Apa siihh bingung dah

"Aku ingin menatapmu. Mencari-cari kerinduan di setiap lekuk garis wajahmu, serta dalam mata yang berhias sinar senja disana. Aku ingin menemuimu, menanyakan apa masih ada tempatku di hatimu. Sekali lagi, aku ingin bersamamu..."

Ahh.. aku tak berani menghitung, sudah berapa lama aku tak bertemu dengannya, "Laki-laki tertinggi yang pernah ku miliki, pemilik mata elang yang selalu tajam menatapku". Harus ku akui, sejak meninggalkannya dalam episode ini, banyak hari yang ku lewati dengan curiga curiga dan curiga.. Hoohh, sebenarnya tersiksa.. amat tersiksa!

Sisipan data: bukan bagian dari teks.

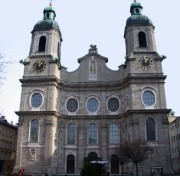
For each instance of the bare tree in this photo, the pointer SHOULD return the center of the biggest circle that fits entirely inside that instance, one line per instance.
(137, 151)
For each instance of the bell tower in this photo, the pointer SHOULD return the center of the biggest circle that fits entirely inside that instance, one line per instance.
(40, 94)
(139, 31)
(46, 36)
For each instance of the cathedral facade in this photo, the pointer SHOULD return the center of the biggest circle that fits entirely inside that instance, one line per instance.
(65, 117)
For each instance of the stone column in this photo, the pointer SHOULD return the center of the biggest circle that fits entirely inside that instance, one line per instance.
(49, 141)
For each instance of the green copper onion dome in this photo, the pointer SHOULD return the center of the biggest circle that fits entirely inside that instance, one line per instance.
(136, 17)
(48, 21)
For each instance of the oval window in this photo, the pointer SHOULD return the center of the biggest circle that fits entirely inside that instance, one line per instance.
(72, 105)
(92, 105)
(148, 98)
(113, 104)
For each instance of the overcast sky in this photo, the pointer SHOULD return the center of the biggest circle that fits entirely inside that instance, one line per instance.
(82, 23)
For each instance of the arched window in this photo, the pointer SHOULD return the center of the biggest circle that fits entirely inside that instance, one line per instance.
(34, 130)
(71, 132)
(114, 164)
(42, 43)
(150, 129)
(70, 164)
(142, 39)
(114, 134)
(92, 131)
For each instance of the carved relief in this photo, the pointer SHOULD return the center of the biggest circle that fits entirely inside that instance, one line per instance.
(92, 69)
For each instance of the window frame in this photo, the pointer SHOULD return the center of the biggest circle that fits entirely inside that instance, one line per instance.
(154, 132)
(97, 108)
(108, 104)
(117, 131)
(30, 100)
(67, 105)
(142, 98)
(95, 134)
(75, 132)
(30, 129)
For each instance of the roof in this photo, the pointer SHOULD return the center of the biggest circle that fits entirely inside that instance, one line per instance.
(48, 21)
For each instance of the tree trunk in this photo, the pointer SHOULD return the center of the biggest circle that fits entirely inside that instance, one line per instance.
(136, 169)
(122, 171)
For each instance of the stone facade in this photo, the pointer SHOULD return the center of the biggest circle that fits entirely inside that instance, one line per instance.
(65, 117)
(174, 134)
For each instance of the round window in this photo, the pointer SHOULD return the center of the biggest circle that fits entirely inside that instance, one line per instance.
(148, 98)
(72, 105)
(92, 105)
(113, 104)
(36, 100)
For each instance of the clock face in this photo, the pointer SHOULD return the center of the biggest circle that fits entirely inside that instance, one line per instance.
(39, 66)
(145, 62)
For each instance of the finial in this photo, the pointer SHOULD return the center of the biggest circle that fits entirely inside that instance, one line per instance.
(50, 3)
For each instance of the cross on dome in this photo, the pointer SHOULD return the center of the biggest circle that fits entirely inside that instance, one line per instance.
(50, 3)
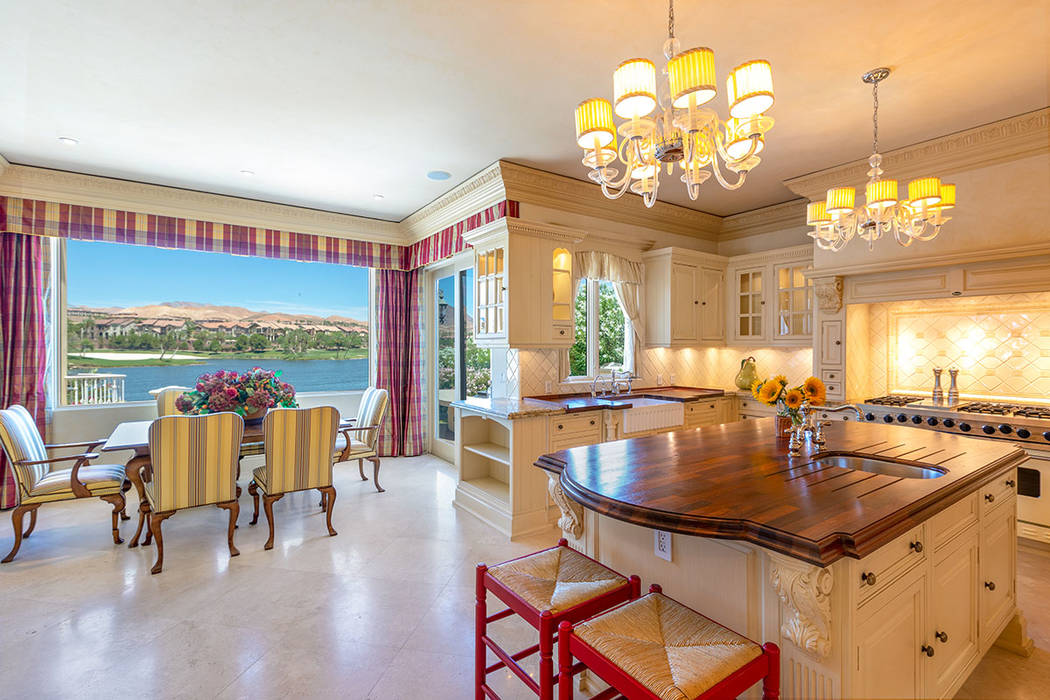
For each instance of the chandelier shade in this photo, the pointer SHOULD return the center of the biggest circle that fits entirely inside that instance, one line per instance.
(750, 88)
(691, 76)
(634, 88)
(594, 123)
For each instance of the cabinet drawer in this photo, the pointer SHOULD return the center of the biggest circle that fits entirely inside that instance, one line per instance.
(952, 521)
(886, 564)
(999, 490)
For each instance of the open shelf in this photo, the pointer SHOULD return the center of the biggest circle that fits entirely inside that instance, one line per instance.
(492, 451)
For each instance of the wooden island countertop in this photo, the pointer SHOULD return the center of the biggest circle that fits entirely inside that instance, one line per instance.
(736, 482)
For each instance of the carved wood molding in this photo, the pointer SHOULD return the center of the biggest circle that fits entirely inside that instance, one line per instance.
(572, 515)
(805, 592)
(827, 292)
(1007, 140)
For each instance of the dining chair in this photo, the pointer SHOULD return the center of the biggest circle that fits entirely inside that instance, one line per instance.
(194, 463)
(371, 415)
(299, 448)
(39, 482)
(166, 399)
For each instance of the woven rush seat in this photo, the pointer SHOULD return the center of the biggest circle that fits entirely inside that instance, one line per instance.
(557, 578)
(674, 652)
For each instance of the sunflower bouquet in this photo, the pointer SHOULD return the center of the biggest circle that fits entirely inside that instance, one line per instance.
(790, 402)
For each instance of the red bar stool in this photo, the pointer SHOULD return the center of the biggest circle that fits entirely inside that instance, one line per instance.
(655, 649)
(557, 585)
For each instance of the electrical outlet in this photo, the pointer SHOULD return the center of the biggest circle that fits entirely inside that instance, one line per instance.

*hey Januari..salahkah aku jika ingin kamu segera usai? ...
Aku ingin cepat pulang, menghantarkan rindu yang sudah jadi gunung es di hatiku. 

*Hey burung2.. kemarilah..
Aku titip pesan, sampaikan pada laki-laki harum gitar itu, "aku sangat merindukannya"


”Doa adalah penyatuan dengan-Nya. Sedang denganku akan utuh dengan sajak-sajakmu. Aku merindukan kata-katamu, terlebih jika diriku terdapat di dalamnya. Jangan membuat sajak untukku. Sebab itu hanya akan membuatmu kehilangan kata-kata. Jadikan aku kata-kata dalam sajakmu. Mungkin kau akan kembali menulis. Karena aku pun begitu.”